Eye For Film >> Movies >> Fortune Favours Lady Nikuko (2021) Film Review
Fortune Favours Lady Nikuko
Reviewed by: Jennie Kermode
Lady Nikuko (voiced by Shinobu Ôtake) has had a hard life , and all because of how open she is to love. She loves food, and has grown larger and larger over the years – her name can be interpreted as ‘the meaty lady’. She loves men, but the wrong ones, unfortunately, so that despite working hard all her life she has no money left to show for it. But Lady Nikuko has also done a heroic thing, and perhaps, if fate smiles on her, she will eventually be rewarded for it.
Most of this we learn in a meandering prologue. The story begins in earnest when she and young Kikumi (voiced by Cocomi) decide to settle down and make yet another fresh start, this time in a small fishing town which has seen better days. They make their home on a boat (a sign of reduced circumstances, but nonetheless, young viewers will be awed by the fact that Kikiumi can see fish swimming around though a glass floor panel beside her bed), and Nikuko gets a job in the restaurant beside it. Kikumi tries, once again, to adjust to a new school, make new friends and establish herself. But something is different now. Kikumi is entering her teens and the bond between the two is starting to change.

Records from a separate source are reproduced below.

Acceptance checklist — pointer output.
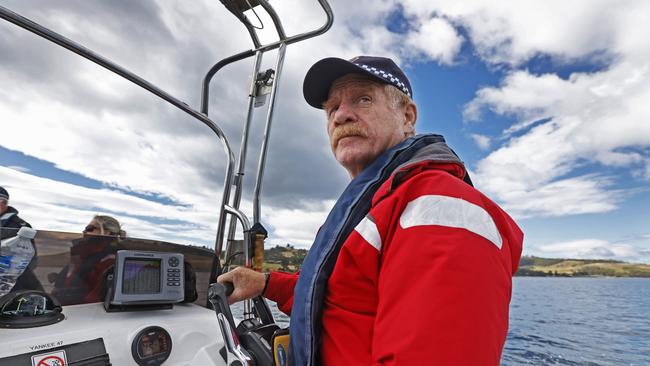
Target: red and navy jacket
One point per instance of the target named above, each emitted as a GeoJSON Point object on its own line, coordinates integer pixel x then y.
{"type": "Point", "coordinates": [424, 276]}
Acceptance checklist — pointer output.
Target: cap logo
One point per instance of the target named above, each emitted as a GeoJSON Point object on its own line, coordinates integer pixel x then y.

Kikumi makes an unusual heroine for animé in that she’s tall, skinny and boyish and very comfortable that way, though she gets a shock when she realises that the boy she likes is attracted to a brand of femininity which she thinks of as frivolous and deserving of ridicule. Is her attitude, in part, a reaction against her mother’s flirtatious behaviour? She is constantly anxious about the possibility of Nikuko getting into another messy relationship, resulting in them having to move again. Nevertheless, she bonds with the boy, who has a behavioural tic which she is drawn to imitate. There’s a suggestion that the two of them might be neurodivergent, and a strong message that whatever inspires them to act as they do, the important thing is to be oneself.
That does not, however, extend to being a bully. Kikumi has always seen herself as the outsider, the vulnerable one, so it takes her a while to realise that some of her behaviour might be anti-social or downright mean. Whilst she figures this out first in relation to classmates, the story’s central concerns is with how she perceives and treats her mother. The acute embarrassment which she often feels in her presence is something which many young people will relate to, exaggerated here both for comic effect and to make it easier to understand where Kikumi is going wrong.
“The two of you look nothing alike,” people say to her, and it’s true – in that Nikuko is presented using an entirely differeent style of animation. Where Kikumi, and all the other people in the film, could wander through almost any other modern animé and not look amiss, Nikuko is styled after the jolly, fat characters who traditionally appear on Japanese snack products. With a round, plump-cheeked face and narrow eyes, she bulges in all directions, and in surreal sequences we see her dancing in silhouette with spheroid shapes budding off from her. There’s a suggestion of fertility and abundance here. Nikuko is always laughing, finding a bright side even to the bleakest situations, and people are drawn to her. Acutely conscious of this, Kikumi interprets it as ridicule, but it’s not clear that that’s really going on. She resents her mother’s bad decisions, which is understandable, but also objects to her being childlike in her enthusiasm for certain activities and games. Her mother’s employers will eventually have a gentle word about this, explaining that there’s really nothing shameful in finding joy in life, and that perhaps Kikumi could try that herself.
Balancing out the story’s more serious themes is a surfeit of language and number based puns which, sadly, are very difficult to translate into other languages – the subtitlers only intermittently succeed. International viewers may also find themselves distracted by the score, which draws on cheesy bits of US folk music which have an established meaning in Western film and have been repurposed here. A more ubiquitously accessible motif is the characterisation of the animals which skitter through the film. From a solitary aquarium penguin who is viewed as cute but whose vocalisations are translated as death threats to the various lizards who offer advice and cynical commentary, these creatures liven up the film and keep it from getting overly sentimental.
Though it’s not a top tier example of what animé can deliver, Fortune Favors Lady Nikuko has a unique charm. Director Ayumu Watanabe previously made the indescribably beautiful but narratively bizarre Children Of The Sea, and it’s good to see him continuing to experiment. With its insightful approach to growing up and sensitively developed central relationship, this film has a lot to offer to young audiences.